What’s even more concerning is that the threat actors have made “thoughtful choices” to ensure the Linux strain targets the right devices and the right vulnerabilities.
In a press release, cybersecurity researchers from SentinelLabs confirmed that they had seen a Linux version of the IceFire ransomware for the first time. Named iFire, this variant targets a deserialization vulnerability in IBM Aspera Faspex file sharing software, tracked as CVE-2022-47986.
Big game hunting
But this is not the only surprising development when it comes to IceFire. The researchers also found that the threat actor is targeting companies in the media and entertainment sector in countries such as Turkey, Iran, Pakistan and the United Arab Emirates – countries “that are not typically a focus for organized ransomware actors.”

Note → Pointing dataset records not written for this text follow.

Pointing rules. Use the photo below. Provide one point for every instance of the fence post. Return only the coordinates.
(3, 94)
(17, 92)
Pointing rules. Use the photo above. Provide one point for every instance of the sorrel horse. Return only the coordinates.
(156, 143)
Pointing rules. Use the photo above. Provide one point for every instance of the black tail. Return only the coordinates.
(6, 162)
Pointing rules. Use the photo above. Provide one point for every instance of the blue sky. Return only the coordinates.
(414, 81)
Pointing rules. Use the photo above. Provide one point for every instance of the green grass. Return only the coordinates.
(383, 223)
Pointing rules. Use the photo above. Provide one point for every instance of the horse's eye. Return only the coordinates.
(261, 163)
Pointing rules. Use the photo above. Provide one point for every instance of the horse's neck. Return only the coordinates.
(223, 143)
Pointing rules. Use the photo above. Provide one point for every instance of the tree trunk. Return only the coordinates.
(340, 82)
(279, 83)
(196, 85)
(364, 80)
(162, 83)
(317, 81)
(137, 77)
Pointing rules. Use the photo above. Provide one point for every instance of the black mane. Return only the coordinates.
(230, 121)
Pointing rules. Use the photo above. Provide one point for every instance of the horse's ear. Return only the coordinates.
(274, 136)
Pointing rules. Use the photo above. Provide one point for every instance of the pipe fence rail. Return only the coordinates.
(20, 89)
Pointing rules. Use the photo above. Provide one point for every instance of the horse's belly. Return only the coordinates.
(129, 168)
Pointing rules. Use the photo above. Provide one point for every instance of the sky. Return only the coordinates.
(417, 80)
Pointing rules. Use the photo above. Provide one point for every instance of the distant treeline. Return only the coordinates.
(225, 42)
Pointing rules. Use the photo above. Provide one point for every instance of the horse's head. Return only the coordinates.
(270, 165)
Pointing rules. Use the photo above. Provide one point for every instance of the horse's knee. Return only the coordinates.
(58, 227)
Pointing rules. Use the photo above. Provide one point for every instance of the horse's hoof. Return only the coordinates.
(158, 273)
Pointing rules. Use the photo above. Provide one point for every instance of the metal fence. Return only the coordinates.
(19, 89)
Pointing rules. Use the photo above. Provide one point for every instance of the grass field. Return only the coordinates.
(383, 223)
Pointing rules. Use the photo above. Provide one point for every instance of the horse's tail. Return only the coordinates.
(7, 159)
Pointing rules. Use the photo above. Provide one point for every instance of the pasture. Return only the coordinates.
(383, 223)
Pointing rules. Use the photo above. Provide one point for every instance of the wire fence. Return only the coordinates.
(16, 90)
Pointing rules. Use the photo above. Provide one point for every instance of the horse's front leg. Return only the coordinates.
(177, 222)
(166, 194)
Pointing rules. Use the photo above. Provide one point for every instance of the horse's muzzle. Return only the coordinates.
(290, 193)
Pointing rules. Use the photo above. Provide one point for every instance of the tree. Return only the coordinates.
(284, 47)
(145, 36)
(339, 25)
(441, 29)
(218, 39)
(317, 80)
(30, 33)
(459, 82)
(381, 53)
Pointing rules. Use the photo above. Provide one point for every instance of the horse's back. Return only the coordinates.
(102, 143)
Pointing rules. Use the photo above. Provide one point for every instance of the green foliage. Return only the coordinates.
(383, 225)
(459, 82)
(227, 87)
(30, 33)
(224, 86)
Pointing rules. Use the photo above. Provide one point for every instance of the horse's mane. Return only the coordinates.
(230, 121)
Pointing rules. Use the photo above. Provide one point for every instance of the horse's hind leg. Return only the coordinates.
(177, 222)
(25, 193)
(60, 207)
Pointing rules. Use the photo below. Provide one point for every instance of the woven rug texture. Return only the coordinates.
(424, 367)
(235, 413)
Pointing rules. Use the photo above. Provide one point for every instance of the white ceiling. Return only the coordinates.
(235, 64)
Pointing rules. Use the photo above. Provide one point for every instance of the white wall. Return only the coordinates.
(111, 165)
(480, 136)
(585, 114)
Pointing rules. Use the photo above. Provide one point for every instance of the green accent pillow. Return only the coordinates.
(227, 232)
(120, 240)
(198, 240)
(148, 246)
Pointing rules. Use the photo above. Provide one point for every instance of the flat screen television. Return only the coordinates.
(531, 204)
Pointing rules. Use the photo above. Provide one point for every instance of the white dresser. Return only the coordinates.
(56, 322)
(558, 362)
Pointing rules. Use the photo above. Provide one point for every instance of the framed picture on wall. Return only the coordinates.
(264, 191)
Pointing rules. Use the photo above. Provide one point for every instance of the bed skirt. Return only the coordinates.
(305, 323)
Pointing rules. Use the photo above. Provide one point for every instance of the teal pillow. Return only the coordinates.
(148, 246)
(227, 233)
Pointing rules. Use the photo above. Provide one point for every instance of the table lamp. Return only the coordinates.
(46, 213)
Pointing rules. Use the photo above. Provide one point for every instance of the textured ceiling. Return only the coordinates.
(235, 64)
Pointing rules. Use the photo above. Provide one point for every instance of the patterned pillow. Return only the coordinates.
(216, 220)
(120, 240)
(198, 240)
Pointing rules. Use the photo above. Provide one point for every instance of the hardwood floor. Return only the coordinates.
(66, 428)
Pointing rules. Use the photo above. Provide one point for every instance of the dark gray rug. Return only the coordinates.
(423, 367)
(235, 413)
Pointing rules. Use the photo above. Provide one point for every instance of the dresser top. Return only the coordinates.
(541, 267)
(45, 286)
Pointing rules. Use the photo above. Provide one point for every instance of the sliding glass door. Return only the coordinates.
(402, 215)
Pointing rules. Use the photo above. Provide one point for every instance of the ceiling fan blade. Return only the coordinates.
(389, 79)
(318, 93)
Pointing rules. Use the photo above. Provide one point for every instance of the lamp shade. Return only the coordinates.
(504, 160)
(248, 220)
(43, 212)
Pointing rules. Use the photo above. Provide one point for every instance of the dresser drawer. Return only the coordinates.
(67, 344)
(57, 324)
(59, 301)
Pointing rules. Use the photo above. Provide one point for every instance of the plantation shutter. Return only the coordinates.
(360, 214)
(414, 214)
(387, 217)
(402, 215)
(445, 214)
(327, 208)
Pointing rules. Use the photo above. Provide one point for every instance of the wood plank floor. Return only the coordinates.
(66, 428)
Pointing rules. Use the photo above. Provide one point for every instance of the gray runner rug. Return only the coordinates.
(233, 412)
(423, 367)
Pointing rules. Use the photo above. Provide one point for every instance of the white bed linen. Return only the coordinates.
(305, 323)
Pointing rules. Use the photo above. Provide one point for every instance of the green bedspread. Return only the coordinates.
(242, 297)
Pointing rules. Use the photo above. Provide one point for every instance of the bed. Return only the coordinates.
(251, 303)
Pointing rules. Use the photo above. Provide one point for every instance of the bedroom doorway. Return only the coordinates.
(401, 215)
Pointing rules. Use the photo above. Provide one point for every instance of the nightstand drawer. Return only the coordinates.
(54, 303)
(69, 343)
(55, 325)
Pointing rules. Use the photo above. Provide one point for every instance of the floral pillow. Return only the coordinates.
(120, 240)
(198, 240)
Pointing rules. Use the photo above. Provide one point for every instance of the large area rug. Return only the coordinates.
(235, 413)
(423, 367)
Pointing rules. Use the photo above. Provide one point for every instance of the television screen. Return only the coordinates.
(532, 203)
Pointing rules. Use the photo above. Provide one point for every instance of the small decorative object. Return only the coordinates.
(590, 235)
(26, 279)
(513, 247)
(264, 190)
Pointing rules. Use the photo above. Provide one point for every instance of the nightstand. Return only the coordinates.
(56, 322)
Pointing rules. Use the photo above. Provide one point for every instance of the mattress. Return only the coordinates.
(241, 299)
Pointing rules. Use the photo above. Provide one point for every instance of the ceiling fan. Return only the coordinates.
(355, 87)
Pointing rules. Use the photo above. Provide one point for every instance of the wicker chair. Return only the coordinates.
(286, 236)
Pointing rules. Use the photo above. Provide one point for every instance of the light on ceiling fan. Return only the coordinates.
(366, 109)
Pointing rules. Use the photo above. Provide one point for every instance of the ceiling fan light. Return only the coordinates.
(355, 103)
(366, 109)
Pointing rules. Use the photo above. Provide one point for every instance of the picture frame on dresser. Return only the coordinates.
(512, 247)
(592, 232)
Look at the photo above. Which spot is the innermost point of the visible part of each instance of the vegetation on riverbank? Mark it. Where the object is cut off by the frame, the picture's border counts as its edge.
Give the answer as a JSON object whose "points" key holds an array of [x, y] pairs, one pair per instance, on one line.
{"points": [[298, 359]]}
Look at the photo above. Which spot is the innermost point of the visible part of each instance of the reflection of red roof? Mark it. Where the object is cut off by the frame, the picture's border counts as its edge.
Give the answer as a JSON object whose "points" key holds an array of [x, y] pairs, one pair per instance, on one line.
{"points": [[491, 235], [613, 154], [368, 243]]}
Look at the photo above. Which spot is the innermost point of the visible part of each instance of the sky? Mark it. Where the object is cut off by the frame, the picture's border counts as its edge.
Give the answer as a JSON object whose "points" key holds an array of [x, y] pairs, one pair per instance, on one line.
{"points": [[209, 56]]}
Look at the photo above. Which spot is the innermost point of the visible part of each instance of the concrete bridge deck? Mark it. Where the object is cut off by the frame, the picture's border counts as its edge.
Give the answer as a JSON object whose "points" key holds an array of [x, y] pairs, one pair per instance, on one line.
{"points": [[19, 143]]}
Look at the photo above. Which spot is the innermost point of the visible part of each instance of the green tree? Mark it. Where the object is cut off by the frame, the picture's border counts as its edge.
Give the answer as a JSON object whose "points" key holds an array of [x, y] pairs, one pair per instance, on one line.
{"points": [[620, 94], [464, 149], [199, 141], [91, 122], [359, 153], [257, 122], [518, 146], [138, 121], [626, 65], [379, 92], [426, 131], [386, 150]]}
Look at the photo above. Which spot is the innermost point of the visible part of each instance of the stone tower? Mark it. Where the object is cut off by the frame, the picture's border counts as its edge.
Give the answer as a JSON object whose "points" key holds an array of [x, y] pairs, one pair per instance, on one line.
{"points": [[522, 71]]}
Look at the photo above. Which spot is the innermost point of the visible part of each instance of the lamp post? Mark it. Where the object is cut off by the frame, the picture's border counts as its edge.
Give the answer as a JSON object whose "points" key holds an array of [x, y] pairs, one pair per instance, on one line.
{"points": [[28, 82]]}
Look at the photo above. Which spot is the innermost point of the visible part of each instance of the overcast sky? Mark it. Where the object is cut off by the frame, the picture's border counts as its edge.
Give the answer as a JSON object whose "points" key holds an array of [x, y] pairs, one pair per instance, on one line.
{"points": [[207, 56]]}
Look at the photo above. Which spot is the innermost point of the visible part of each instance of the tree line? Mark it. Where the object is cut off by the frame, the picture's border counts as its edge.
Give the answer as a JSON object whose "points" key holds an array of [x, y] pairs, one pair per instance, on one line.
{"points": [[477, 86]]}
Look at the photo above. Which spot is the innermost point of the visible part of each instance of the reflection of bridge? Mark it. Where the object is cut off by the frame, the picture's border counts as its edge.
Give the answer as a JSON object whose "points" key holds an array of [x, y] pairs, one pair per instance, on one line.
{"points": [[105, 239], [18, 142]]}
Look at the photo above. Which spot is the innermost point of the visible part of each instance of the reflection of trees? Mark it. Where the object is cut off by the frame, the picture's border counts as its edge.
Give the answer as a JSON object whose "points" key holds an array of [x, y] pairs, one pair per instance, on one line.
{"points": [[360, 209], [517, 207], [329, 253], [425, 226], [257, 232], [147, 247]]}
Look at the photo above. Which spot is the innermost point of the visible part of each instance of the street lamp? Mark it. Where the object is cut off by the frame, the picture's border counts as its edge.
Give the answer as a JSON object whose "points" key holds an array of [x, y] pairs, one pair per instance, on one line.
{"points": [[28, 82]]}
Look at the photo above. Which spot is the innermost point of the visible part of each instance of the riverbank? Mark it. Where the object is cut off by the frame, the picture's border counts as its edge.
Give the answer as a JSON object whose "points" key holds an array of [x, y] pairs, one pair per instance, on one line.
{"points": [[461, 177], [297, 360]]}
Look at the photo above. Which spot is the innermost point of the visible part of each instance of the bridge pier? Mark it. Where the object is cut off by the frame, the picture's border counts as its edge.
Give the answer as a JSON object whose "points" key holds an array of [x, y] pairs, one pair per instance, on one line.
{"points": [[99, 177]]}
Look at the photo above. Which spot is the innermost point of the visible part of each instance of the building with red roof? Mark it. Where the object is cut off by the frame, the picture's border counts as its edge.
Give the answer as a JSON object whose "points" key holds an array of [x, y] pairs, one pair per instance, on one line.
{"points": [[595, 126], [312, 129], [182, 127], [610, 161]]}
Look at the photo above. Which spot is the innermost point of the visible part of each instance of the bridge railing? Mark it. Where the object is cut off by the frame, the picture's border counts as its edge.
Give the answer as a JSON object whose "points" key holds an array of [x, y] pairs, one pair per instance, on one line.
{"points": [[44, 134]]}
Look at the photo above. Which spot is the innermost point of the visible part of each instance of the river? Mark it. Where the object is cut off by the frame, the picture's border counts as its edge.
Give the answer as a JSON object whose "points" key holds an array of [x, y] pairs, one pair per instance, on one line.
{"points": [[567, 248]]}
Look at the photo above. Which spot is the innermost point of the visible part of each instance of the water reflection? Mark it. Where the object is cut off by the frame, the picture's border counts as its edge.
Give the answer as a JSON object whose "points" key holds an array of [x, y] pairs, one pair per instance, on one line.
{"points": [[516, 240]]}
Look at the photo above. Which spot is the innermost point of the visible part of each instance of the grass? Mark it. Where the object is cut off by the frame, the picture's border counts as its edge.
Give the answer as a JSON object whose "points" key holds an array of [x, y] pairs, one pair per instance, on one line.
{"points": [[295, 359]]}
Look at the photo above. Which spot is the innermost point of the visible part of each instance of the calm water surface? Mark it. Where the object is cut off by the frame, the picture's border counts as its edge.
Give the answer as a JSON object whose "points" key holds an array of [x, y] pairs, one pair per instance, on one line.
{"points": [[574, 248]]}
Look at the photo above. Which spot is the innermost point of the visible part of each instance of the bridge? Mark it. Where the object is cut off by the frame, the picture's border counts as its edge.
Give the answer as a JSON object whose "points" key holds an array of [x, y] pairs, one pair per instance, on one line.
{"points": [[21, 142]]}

Instead, the threat actors viewed IceFire as a Windows-focused threat group chasing “big-game” — attacking large enterprises with dual extortion tactics, using numerous persistence mechanisms, and evading analysis by deleting log files.
Compared to Windows, Linux is a more difficult operating system to infect with ransomware, the researchers added, also saying that it is particularly difficult to implement at scale.
“Many Linux systems are servers,” they say. “Typical infection vectors such as phishing or drive-by downloads are less effective. To mitigate this, actors are leveraging application vulnerabilities, as the IceFire operator demonstrated by deploying payloads through an IBM Aspera vulnerability.”
Despite the challenges, cybercriminals are increasingly attempting to deploy ransomware on Linux devices, the researchers conclude, saying IceFire’s evolution is just another argument that proves the case. The foundation for Linux-targeted ransomware was laid in 2021, they said, but the trend accelerated in 2022 as BlackBasta, Hive, Qilin, ViceSociety and others began targeting the operating system as well.